Nevenka Fernández durante il processo, nel 2002.
FEDERICO VELEZ / MaxPPP

A 50 anni, Nevenka ha iniziato una nuova vita a Dublino con Lucas e i suoi figli, e lavora per Airbus. Prima di andare in pensione, il suo aggressore è rimasto un uomo d’affari, ha creato il suo partito e ha vinto seggi alle elezioni del 2011. “Molte persone credono ancora che sia innocente”, dice Nevenka. “Non ho combattuto solo contro di lui, ma contro una costruzione sociale e culturale”. Nel suo Paese, però, la spagnola ha aperto la strada al dibattito sulla violenza esercitata negli ambienti di potere. Più di vent’anni dopo, la parola è diventata più libera e l’ascolto è cambiato.

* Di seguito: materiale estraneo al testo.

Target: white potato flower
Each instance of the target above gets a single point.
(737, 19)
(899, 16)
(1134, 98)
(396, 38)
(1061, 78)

“C'è ancora resistenza se vogliamo credere al caso dello stupro di Mazan o a quello dell'imprenditore Mohamed Al-Fayed: ha dovuto morire perché sapessimo che aveva aggredito decine di ragazze con l'appoggio del suo entourage, conclude Icíar Bollaín . Ma è innegabile che chi parla viene ascoltato meglio, soprattutto perché la società comprende meglio i meccanismi di molestia e controllo. Nevenka non sarebbe così sola oggi. Spero però che arrivi un giorno in cui non sarà più necessario fare film su storie simili alla sua”.